Okay, it's not the weekend, but still, here's a little food for non-weekend thought from C.S. Lewis:
(From one of my favorites of all of Lewis' writings--The Screwtape Letters. This is written from the point of view of Screwtape, a senior devil, writing to a "junior tempter," Wormwood, about how to woo and win for hell a human assigned to him.)
"Humans are amphibians--half spirit and half animal...As spirits they belong to the eternal world, but as animals they inhabit time. This means that while their spirit can be directed to an eternal object, their bodies, passions, and imaginations are in continual change, for to be in time means to change. Their nearest approach to constancy, therefore, is undulation--the repeated return to a level from which they repeatedly fall back, a series of troughs and peaks. If you had watched your patient carefully you would have seen this undulation in every department of his life--his interest in work, his affection for his friends, his physical appetites, all go up and down. As long as he lives on earth periods of emotional and bodily richness and liveliness will alternate with periods of numbness and poverty...
Now it may surprise you to learn that in the Enemy's [remember--the Enemy from Screwtape's vantage point is God!] efforts to get permanent possession of a soul, He relies on the troughs even more than on the peaks; some of His special favorites have gone through longer and deeper troughs than anyone else. The reason is this. To us [meaning satan and devils] a human is primarily food; our aim is the absorption of it's will into ours, the increase of our own area of selfhood at it's expense. But the obedience the Enemy [God!] demands of men is quite a different thing. One must face the fact that all the talk about His love for men, and His service being perfect freedom, is not (as one would gladly believe) mere propaganda, but an appalling truth. He really does want to fill the universe with a lot of loathsome little replicas of Himself--creatures whose life, on its miniature scale, will be qualitatively like His own, not because He has absorbed them but because their wills freely conform to His. We want cattle who can finally become food; He wants servants who can finally become sons. We want to suck in, He wants to give out. We are empty and would be filled; He is full and flows over."
Just in case you, like me, needed the reminder that this temporal life truly is one consisting of "troughs and peaks" and that whatever season we are going through at the moment will not last forever.
Just a few examples: Peak--preparing your children for college with all the excitement, joy, and opportunities college will give them! Trough--returning to a much quieter home and grieving that your children are growing up and life is inexorably changing.
Peak--summer vacation! No schedules, hot weather, beach, mountains, children home from school, family vacations. Trough--end of summer vacation and a return to schedules with everyone going every which way, and all the frenzy and chaos of preparing for school.
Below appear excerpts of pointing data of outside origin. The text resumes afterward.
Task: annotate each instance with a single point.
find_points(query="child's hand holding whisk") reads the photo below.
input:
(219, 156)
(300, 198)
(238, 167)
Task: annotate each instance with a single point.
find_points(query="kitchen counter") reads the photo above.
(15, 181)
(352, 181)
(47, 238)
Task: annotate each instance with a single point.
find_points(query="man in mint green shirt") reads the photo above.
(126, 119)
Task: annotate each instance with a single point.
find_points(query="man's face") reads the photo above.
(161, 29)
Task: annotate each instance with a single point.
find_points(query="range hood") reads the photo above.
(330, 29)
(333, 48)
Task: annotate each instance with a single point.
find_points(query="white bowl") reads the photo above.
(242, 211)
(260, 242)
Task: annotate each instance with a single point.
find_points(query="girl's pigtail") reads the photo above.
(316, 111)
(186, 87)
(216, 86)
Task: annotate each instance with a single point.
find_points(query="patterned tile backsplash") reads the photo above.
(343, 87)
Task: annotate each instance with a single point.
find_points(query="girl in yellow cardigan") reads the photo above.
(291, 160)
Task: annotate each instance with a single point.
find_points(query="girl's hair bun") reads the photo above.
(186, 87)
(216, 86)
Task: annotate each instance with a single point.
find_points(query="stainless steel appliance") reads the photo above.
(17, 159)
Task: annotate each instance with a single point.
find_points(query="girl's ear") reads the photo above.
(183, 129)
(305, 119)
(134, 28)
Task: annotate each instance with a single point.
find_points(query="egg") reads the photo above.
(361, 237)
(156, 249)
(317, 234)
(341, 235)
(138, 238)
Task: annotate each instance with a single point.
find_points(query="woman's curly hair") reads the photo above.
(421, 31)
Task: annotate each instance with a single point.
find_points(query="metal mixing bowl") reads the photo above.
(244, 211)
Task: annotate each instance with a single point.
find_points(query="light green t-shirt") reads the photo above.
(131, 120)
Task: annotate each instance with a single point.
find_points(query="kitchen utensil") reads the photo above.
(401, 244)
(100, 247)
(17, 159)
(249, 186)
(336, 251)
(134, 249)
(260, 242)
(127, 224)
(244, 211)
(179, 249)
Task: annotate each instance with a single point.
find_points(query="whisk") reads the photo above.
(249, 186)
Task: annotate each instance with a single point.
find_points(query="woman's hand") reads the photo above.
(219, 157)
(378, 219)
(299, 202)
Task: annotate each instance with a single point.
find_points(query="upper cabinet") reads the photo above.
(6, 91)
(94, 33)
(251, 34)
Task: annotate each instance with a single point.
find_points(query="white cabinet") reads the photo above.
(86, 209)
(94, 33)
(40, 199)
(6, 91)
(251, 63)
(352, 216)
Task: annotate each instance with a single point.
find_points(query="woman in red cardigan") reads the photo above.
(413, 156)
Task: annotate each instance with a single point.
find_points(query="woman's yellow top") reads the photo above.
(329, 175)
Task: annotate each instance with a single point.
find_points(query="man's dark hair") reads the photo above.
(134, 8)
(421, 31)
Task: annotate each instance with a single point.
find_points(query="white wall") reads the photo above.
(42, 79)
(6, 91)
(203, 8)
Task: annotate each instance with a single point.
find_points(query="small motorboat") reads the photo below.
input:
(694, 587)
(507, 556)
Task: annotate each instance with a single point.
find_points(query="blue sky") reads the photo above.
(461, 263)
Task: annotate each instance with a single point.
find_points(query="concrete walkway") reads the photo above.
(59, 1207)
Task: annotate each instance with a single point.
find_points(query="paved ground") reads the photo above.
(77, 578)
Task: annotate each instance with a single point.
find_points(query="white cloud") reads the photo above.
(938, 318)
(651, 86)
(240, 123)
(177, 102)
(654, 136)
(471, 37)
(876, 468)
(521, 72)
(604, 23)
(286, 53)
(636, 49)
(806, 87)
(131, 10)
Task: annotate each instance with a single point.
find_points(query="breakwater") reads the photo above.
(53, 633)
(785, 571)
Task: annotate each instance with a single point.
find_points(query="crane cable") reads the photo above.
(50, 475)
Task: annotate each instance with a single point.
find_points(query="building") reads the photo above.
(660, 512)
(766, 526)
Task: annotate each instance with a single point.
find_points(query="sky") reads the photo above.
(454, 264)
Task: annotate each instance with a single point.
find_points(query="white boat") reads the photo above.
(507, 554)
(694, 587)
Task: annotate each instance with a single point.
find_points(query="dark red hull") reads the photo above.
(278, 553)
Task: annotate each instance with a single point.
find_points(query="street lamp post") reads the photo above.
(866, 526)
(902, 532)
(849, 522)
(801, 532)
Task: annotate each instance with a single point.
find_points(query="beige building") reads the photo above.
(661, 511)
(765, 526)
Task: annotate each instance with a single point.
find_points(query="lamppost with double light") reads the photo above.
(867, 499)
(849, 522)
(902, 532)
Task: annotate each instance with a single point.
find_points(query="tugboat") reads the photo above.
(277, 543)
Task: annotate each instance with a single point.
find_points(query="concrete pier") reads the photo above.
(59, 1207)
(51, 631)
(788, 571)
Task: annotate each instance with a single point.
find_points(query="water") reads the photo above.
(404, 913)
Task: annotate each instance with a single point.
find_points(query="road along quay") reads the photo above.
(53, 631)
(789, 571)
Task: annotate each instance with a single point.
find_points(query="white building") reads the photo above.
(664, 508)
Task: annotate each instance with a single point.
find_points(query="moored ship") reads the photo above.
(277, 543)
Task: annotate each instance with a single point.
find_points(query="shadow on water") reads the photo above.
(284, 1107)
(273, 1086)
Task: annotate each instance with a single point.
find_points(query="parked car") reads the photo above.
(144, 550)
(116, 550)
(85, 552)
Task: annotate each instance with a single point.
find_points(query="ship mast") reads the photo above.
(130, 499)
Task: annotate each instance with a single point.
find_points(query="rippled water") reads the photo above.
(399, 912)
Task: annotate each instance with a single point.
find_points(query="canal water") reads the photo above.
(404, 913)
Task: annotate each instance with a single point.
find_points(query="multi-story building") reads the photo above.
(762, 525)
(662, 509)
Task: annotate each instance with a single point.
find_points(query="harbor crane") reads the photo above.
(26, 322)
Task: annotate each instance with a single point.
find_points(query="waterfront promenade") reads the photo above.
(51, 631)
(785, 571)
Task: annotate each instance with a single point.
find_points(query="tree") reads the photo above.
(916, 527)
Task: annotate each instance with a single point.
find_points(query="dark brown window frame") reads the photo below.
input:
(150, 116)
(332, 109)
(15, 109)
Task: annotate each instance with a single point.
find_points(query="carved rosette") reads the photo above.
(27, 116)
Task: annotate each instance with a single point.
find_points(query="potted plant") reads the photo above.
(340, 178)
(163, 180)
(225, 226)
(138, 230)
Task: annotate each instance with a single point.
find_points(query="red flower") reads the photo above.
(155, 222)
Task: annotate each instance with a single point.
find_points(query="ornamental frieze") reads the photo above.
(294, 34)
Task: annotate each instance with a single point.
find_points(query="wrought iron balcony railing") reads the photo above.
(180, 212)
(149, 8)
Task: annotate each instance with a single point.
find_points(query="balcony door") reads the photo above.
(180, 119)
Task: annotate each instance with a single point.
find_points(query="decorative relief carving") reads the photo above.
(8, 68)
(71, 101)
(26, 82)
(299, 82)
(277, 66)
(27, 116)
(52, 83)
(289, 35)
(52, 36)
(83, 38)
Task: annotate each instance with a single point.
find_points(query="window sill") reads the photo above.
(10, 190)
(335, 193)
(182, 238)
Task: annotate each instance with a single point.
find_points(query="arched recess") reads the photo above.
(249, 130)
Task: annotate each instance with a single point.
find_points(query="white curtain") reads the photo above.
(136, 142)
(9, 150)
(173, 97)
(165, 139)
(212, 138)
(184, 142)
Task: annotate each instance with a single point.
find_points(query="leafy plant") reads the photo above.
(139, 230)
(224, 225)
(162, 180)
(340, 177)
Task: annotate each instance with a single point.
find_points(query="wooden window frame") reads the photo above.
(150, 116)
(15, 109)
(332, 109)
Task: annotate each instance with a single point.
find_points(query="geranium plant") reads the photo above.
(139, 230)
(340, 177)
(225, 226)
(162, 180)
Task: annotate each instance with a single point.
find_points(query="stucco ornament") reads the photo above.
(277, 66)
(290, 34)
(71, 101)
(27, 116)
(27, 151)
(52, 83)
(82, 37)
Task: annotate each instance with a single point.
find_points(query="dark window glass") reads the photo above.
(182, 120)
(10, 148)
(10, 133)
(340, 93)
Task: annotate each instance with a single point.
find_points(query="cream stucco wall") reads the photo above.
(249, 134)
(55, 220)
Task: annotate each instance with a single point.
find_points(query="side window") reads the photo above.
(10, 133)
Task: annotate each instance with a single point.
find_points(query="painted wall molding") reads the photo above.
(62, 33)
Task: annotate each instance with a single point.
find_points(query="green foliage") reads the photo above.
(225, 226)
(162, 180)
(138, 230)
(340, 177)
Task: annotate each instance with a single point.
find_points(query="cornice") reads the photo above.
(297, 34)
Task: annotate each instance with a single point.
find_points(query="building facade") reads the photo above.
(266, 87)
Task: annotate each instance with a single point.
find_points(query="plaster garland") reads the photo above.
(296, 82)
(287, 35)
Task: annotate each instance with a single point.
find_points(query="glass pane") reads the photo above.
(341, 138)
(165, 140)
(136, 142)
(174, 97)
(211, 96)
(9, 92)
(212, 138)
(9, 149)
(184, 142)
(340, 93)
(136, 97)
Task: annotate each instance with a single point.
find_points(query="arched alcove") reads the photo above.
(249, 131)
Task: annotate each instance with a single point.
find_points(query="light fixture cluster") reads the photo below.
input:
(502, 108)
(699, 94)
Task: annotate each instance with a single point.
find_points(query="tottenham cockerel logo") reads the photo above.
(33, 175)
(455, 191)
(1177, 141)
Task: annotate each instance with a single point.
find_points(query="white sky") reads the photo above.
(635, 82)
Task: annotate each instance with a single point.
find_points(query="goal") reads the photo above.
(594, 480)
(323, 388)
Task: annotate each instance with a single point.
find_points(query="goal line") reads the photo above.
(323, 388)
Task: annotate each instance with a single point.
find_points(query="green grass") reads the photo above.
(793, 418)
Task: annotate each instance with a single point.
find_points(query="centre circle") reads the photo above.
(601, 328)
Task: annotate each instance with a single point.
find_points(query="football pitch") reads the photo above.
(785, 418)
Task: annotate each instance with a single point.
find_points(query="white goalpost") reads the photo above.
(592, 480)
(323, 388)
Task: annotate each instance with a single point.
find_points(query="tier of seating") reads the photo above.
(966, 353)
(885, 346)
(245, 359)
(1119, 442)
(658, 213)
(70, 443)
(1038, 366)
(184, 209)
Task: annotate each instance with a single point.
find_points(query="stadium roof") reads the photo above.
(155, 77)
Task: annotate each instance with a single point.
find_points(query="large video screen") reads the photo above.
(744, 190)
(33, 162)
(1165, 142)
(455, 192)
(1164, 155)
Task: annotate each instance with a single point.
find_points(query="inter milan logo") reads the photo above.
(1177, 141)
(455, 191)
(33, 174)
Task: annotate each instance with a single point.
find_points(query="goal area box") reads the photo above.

Peak--beloved child getting married! Joy, joy, joy! Trough--planning the wedding and feeling overwhelmed at times with all the details. Peak--but also the fun and excitement and privilege of planning the wedding! Trough--being told you cannot invite so many people to the wedding and not being able to include all your friends.
Peak--sweet Moses. Trough--missing Moses.
Peak--getting a lot accomplished, including completely catching up on all the laundry. Yahoo! Trough--the sudden appearance of more dirty clothes, seemingly within moments of "catching up" on the laundry. Feeling you will never ever get everything done that you need to get done. Peak--realizing it's not the end of the world if you don't get it all done! Double peak--determining to put loving and enjoying God and loving the people He has graciously placed in your life as your preeminent priority... and discovering a joy far deeper than getting everything done!
I don't know about you, but I tend to forget about the law of undulation. And I tend to assume, especially in the midst of life's troughs, that whatever I'm enduring at the moment will go on forever... that my momentary feelings of discouragement or defeat or even despair will last forever.
But they won't. Never do. Eventually a peak is coming. And God uses those peaks, but especially those troughs (hard as they are), for our greater good and His greater glory. As Lewis puts it, because "He wants servants who can finally become sons." Our Heavenly Father wants beloved sons--emptied of our selfishness and pride--so we can be filled to overflowing with Himself.
So if you are in the midst of a peak right now, rejoice in the goodness of God and give Him the praise! But if you are enduring a trough--take heart! It will not last forever, and God is working and moving and using even the hardest and deepest of troughs to transform us into the men and women He's called us to be. Making servants into sons. Transforming our weaknesses into strengths. Turning our mourning into rejoicing. And filling our emptiness with His fullness of joy and peace and hope and power. It's the story of redemption painted all over the law of undulation...from peak to trough...all the way to heaven.
To God--the Author of time and undulation and redemption--be all the glory.